Dans les Etrennes Helvétiennes pour 1805, le doyen Bridel avait déjà fait mention du château d'amour, en parlant du fameux Chalamala (ou Chalama, comme il l'appelle), le fou du comte Pierre V de Gruyères, et de ce conseil qu'il << s'étoit choisi parmi les hommes les plus gais et les plus spirituels » et «< avec lequel il délibéroit gravement sur des bagatelles. » Ce conseil, dit-il, « qui ne s'assembloit que les jours des grandes fêtes... connoissoit du carnaval, des mascarades, des charivaris, des jeux militaires, et principalement

de celui qui se nommoit le siège du château d'amour3. » Vérité ou fiction, c'est de ces aimables récits qu'est sortie l'une des œuvres les plus charmantes qu'on ait applaudies sur une scène suisse, le délicieux Château d'Amour, dont les auteurs sont deux Genevois, le poète Daniel Baud-Bovy et le si regretté sculpteur et musicien Hugues Bovy. Par cette heureuse collaboration de deux beaux talents, issus d'une même souche féconde en excellents artistes, l'antique fête de la jeunesse et de l'amour et la Gruyère légendaire, à demi féodale, à demi pastorale, éprise de tournois, de danses et de chansons, ont été évoquées, sous nos yeux ravis, dans un vivant et inoubliable poème. Le Château d'Amour devait être représenté en 1896, à l'exposition de Genève, sur la place du Village Suisse, qui lui eût offert un décor à souhait, non loin de la maison de Chalamala et du joli chalet qui abritait les tresseuses de paille fribourgeoises. Hélas! la pluie persistante de ce maussade été de l'exposition nous a privés de la représentation en plein air, et c'est dans une salle close que, l'hiver suivant, ce beau spectacle s'est déroulé aux lumières, sur une scène trop petite et avec un recul insuffisant. Espérons que nous aurons un jour le plaisir de le revoir, soit dans le jardin de quelque intelligent amateur de l'art national, soit, de préférence, sur la place même de Gruyères, au pied du vieux château, parmi les verdoyants paysages de notre « Arcadie suisse ».

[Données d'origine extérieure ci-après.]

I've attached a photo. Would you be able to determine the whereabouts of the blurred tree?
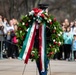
[0,0,76,21]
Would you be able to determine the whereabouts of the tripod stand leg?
[22,64,26,75]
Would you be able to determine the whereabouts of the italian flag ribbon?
[19,22,36,64]
[39,24,46,72]
[19,22,46,72]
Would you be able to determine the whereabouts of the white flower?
[33,17,35,20]
[44,17,47,20]
[53,39,55,42]
[25,15,27,17]
[29,10,34,15]
[20,31,22,33]
[22,22,25,25]
[60,32,62,35]
[58,34,61,36]
[38,20,41,23]
[32,51,35,53]
[49,19,51,22]
[28,20,31,22]
[47,20,49,23]
[59,42,61,45]
[54,27,56,29]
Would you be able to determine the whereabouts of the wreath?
[16,8,63,60]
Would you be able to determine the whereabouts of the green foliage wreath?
[16,8,63,60]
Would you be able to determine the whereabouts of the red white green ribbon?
[19,23,36,64]
[39,25,45,72]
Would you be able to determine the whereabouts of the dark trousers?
[12,44,19,58]
[7,40,13,57]
[64,44,71,59]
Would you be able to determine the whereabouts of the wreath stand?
[17,4,62,75]
[21,62,52,75]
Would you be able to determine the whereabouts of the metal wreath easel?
[21,61,52,75]
[0,31,4,59]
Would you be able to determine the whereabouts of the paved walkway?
[0,59,76,75]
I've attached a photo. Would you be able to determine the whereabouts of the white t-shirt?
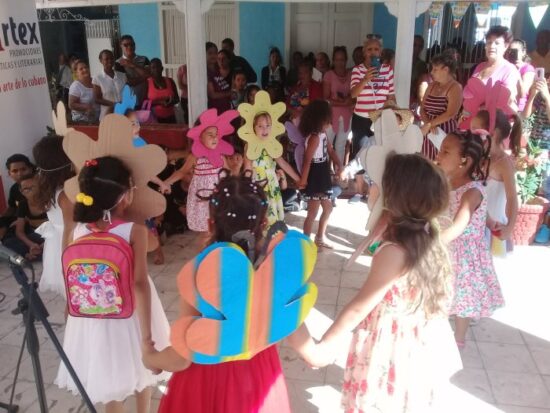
[69,80,99,123]
[92,70,126,120]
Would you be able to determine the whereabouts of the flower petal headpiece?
[187,109,239,168]
[237,90,286,160]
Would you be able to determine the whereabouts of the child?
[436,132,504,348]
[231,70,246,109]
[32,136,75,297]
[55,156,169,413]
[2,172,48,260]
[470,109,521,248]
[164,109,239,235]
[298,100,342,248]
[143,176,320,413]
[0,153,34,239]
[244,112,300,226]
[289,155,461,413]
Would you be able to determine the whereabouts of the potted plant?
[512,141,549,245]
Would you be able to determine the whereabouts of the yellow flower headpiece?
[237,90,286,160]
[76,192,94,206]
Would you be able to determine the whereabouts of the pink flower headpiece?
[187,109,239,168]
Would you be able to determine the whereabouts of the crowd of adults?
[56,26,550,176]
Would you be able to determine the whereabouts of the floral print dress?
[449,181,504,320]
[342,244,462,413]
[252,150,285,226]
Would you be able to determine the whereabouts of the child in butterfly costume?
[238,91,300,226]
[143,176,317,413]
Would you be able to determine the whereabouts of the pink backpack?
[62,222,134,318]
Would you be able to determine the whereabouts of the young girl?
[471,109,521,246]
[436,132,504,348]
[143,172,314,413]
[244,112,300,226]
[32,136,74,297]
[56,156,169,413]
[298,100,342,248]
[289,155,461,413]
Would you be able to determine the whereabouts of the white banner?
[0,0,51,204]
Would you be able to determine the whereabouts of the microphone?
[0,244,28,266]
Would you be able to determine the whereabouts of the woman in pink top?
[506,39,535,112]
[459,26,521,130]
[147,58,179,123]
[323,46,354,163]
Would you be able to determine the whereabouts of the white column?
[394,0,416,108]
[174,0,208,125]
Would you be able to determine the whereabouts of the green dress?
[252,150,285,226]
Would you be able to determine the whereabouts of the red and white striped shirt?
[350,63,395,118]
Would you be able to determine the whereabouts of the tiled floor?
[0,200,550,413]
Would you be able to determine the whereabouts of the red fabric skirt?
[158,346,290,413]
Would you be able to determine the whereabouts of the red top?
[147,77,178,119]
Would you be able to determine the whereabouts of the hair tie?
[76,192,94,206]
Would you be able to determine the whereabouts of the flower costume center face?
[201,126,218,149]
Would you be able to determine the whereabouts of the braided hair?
[449,131,491,185]
[208,169,267,256]
[74,156,132,223]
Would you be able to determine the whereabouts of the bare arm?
[275,157,300,182]
[441,189,482,243]
[130,224,153,344]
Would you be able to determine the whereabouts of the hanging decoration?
[451,1,471,29]
[429,2,445,27]
[474,1,491,27]
[528,0,548,29]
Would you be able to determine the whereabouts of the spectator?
[206,42,231,114]
[69,60,99,123]
[147,58,179,123]
[313,52,330,82]
[2,173,48,260]
[286,51,304,89]
[411,34,428,101]
[176,65,189,123]
[222,38,258,83]
[507,39,535,112]
[92,49,126,120]
[351,46,363,66]
[323,46,353,163]
[420,49,462,160]
[460,26,521,130]
[55,53,73,106]
[262,47,286,90]
[115,34,150,108]
[288,61,323,117]
[530,29,550,73]
[350,38,395,159]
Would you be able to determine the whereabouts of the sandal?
[315,238,334,250]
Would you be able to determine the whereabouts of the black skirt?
[304,159,332,200]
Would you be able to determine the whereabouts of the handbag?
[136,100,157,125]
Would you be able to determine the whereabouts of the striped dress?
[422,95,458,160]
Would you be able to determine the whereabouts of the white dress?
[55,222,170,404]
[36,189,66,297]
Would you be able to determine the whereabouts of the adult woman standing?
[262,47,286,89]
[350,37,395,159]
[459,26,521,130]
[420,51,462,160]
[506,39,535,112]
[323,46,354,163]
[147,58,179,123]
[206,42,231,114]
[92,49,126,120]
[69,60,99,123]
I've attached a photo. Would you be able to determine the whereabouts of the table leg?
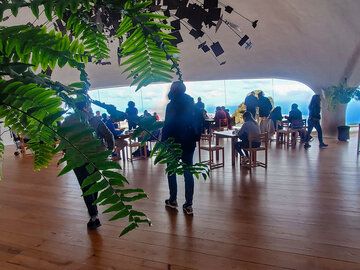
[215,136,220,161]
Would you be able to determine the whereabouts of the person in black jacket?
[304,95,328,149]
[62,102,114,229]
[258,91,272,118]
[162,81,196,215]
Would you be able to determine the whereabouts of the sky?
[90,79,360,124]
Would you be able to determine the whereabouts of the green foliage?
[57,114,151,235]
[0,80,64,170]
[117,1,179,90]
[0,0,194,235]
[0,25,88,70]
[66,14,110,60]
[324,83,360,110]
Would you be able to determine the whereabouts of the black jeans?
[235,140,261,157]
[74,164,98,217]
[168,149,195,207]
[306,118,324,144]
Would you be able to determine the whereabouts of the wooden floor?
[0,135,360,270]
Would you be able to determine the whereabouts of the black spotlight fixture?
[239,35,249,46]
[251,20,259,28]
[210,42,224,57]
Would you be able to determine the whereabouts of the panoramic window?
[89,79,360,124]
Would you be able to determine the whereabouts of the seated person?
[269,106,283,130]
[287,103,306,141]
[153,112,160,121]
[235,111,261,158]
[214,107,227,127]
[101,113,108,123]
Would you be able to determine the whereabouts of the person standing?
[287,103,306,142]
[245,91,259,118]
[258,91,273,133]
[62,102,114,229]
[162,81,196,215]
[235,111,261,160]
[304,95,328,149]
[125,101,139,130]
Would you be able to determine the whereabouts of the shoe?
[183,204,194,216]
[319,143,329,148]
[165,199,178,209]
[87,218,101,230]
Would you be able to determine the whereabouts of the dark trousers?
[246,108,256,119]
[168,149,195,207]
[74,164,98,217]
[306,118,324,144]
[235,140,261,157]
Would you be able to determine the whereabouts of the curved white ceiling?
[2,0,360,90]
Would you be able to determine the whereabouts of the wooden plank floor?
[0,135,360,270]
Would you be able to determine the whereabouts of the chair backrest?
[219,118,228,128]
[249,132,269,149]
[199,134,212,147]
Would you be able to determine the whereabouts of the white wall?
[0,120,14,145]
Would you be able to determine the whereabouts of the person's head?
[291,103,299,110]
[274,106,281,114]
[309,95,321,108]
[75,101,94,115]
[243,111,255,122]
[168,81,186,100]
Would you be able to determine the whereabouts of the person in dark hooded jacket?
[162,81,196,215]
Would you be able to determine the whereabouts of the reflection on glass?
[89,79,360,124]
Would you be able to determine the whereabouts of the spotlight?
[210,42,224,57]
[239,35,249,46]
[169,31,184,46]
[251,20,259,28]
[170,20,180,31]
[189,29,205,39]
[204,0,219,9]
[225,6,234,14]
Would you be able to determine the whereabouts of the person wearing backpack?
[161,81,203,215]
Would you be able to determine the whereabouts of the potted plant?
[323,79,360,141]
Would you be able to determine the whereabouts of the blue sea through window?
[89,79,360,124]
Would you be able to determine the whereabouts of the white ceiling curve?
[2,0,360,90]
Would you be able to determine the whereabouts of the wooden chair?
[126,136,147,162]
[275,121,291,147]
[216,118,229,131]
[357,124,360,155]
[243,132,269,169]
[198,134,225,170]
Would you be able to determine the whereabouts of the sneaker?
[183,205,194,216]
[87,218,101,230]
[165,199,178,209]
[319,143,329,148]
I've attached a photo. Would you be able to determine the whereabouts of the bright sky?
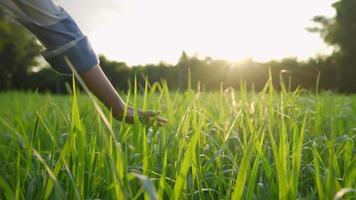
[58,0,335,65]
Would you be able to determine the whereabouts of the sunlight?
[60,0,334,64]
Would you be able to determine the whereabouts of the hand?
[117,107,168,126]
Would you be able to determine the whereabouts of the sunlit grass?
[0,77,356,199]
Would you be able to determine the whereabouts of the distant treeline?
[26,52,346,93]
[0,0,356,93]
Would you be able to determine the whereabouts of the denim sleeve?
[0,0,99,74]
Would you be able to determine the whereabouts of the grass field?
[0,79,356,199]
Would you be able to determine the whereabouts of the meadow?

Vérité ou fiction? En consultant quelques-unes des personnes les plus versées dans la connaissance de l'histoire locale, j'ai pu m'assurer qu'aucune allusion au Château d'Amour n'a été jusqu'à présent relevée dans les documents vaudois ou fribourgeois antérieurs au dix-neuvième siècle. Parmi les nombreuses ordonnances au moyen desquelles le

gouvernement paternel de Leurs Excellences de Berne s'efforçait de réprimer la licence des mœurs vaudoises, ni l'archiviste bernois, M. Türler, ni M. Alfred Millioud, aux archives de l'Etat de Vaud, n'ont pu découvrir aucune trace d'un édit de 1543, interdisant « de faire... des laonneries. » Cependant, la fréquente prohibition, aussi bien que la longue persistance de ces divertissements campagnards, nous est confirmée par un témoignage contemporain et indépendant de celui du doyen Bridel. D'un manuscrit « datant de 1815 » et « dû à la plume d'un de nos anciens professeurs, » le Conteur Vaudois a tiré naguère des Notes sur quelques anciens usages vaudois, recueillies, au dire de l'auteur, «< de diverses conversations avec des vieillards, surtout à Dommartin » (district d'Echallens) « et à Lavaux. »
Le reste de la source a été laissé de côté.